We have noted the general similarity, in its legal aspects, of the estate of a dissolved corporation to that of a deceased intestate, and more especially to the realty of such intestate. Oddly enough, but more specifically, the relation of the stockholders to the assets of the dissolved' corporation is still more similar to the relation of a surviving husband or wife to the real estate of a spouse who died intestate, leaving no lineal descendants. Civil Code (1910), §§ 3930, 3931 (1). In Jackson v. Butts, 148 Ga. 312 (96 S. E. 630), which was a suit in ejectment by a husband as sole heir at law of his deceased wife, the Supreme Court said that it was unnecessary for the trial court to “instruct the jury that they must believe that there was no administration on the estate of Mrs. *485Butts unless the estate owed debts.” It was further said in that case: “The law favors directness rather than the doing of an unnecessary thing. It would be a needless 'circuity of action to require the husband to go into the court of ordinary and have himself appointed administrator in order to recover land owned by his deceased wife, where he is sole heir at law, when the statute authorizes him to possess and control her whole estate under such circumstances without administration.” See also Owens v. Oliver, 148 Ga. 675 (97 S. E. 856); Towns v. Mathews, 91 Ga. 546 (2) (17 S. E. 955). Upon dissolution of a corporation its property, both real and personal, belongs to the stockholders as tenants or owners in common, and is subject to their control if all debts have been paid and no receiver has been appointed. Cummington Realty Associates v. Whitten, 239 Mass. 313 (4) (132 N. E. 53, 17 A. L. R. 527); Nelson v. Hubbard, 96 Ala. 238 (10) (11 So. 428, 17 L. R. A. 375); Huber v. Martin, 112 Wis. 412 (13) (105 N. W. 1031, 3 L. R. A. (N. S.) 653, 663); Havemeyer v. Superior Court, 84 Cal. 327 (24 Pac. 121, 10 L. R. A. 627, 636, 18 Am. St. R. 192); Lawman v. Lebanon V. R. Co., 30 Pa. St. 42, 72 Am. D. 685; 7 R. C. L. 735, § 745; 14-A Corpus Juris, 1153, § 3808. It appearing from the petition that the stockholders are in unison as to the disposition of the assets of the dissolved corporation, all of them having joined as plaintiffs in the action (see Overby v. Phelps, 150 Ga. 293, 103 S. E. 431), and it being alleged that the corporation did not owe any debts at the time of its dissolution, the nonexistence of the necessity for a receiver thus affirmatively appears.
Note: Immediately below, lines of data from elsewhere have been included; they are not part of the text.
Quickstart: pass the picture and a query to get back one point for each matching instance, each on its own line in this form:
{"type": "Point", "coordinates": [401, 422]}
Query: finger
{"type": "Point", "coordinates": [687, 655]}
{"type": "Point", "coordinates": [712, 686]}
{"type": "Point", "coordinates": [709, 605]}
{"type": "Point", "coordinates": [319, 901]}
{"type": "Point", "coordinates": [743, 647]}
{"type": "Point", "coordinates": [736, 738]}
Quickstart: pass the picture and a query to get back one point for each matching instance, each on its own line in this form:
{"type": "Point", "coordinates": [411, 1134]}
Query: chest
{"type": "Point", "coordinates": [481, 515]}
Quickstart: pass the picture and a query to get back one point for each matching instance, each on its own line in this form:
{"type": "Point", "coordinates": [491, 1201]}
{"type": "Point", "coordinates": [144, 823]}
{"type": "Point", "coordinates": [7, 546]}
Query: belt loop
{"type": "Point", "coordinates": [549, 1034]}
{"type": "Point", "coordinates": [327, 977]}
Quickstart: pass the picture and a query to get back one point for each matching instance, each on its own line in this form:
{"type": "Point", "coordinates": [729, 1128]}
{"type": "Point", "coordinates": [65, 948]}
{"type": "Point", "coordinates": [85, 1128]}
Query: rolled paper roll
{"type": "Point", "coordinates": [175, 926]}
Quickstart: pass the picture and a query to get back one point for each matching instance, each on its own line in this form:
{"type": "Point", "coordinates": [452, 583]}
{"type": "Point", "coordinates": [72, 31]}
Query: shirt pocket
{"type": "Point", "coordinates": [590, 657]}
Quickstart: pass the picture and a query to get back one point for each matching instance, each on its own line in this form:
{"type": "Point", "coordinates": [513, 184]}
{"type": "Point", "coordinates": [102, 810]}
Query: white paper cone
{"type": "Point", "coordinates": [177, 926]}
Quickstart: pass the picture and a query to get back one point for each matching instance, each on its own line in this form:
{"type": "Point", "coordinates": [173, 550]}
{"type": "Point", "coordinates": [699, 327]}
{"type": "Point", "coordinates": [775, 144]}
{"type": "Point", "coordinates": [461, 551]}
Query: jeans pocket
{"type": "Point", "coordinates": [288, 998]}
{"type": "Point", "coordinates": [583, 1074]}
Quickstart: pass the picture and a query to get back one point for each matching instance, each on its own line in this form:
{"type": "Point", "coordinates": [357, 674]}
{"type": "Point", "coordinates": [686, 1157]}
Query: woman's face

We conclude that in such a case the appointment of a receiver should not be presumed, but that prima facie the right to sue upon the obligations was in the plaintiff stockholders, and that the suit could be brought in their own names. What is said by the Supreme Court in White v. Davis, 134 Ga. 274 (67 S. E. 716), with regard to the lack of power of the superior court to dissolve a corporation appears to have been met by the subsequent act of the General Assembly approved on August 13, 1910 (Ga. L. 1910, p. 106).

The conclusions which we have reached, we believe, are thoroughly consistent with the decisions in Venable v. Southern Granite Co., 135 Ga. 508 (69 S. E. 822, 32 L. R. A. (N. S.) 446), and *486Thurman v. Walraven, 16 Ga. App. 521 (2) (85 S. E. 685), to the effect respectively that the dissolution of a corporation by the expiration of its charter pending a suit against it abates the action, and that where a corporation surrenders its charter, a pending suit in which it is plaintiff dies with the charter. It was held in Houston v. Redwine, 85 Ga. 130 (11 S. E. 662), that where, pending an action in behalf of a corporation, the corporation expired by the limitation of its charter, a receiver appointed might be made a party plaintiff, so that the action could proceed. This is not to say that no other could be made a new party plaintiff except a receiver. See Towns v. Mathews, supra; Frost v. Smith, 148 Ga. 840 (4) (98 S. E. 471). There is also a difference between that case and one such as this, where there is no question as to the abatement of a suit and the propriety of making new parties, but where the only question is whether the suit could be originally brought by the stockholders, where no necessity for a receiver exists.

The court erred in dismissing the petition.

Judgment reversed.

Jenlcins, P. J., and Stephens, J., concur.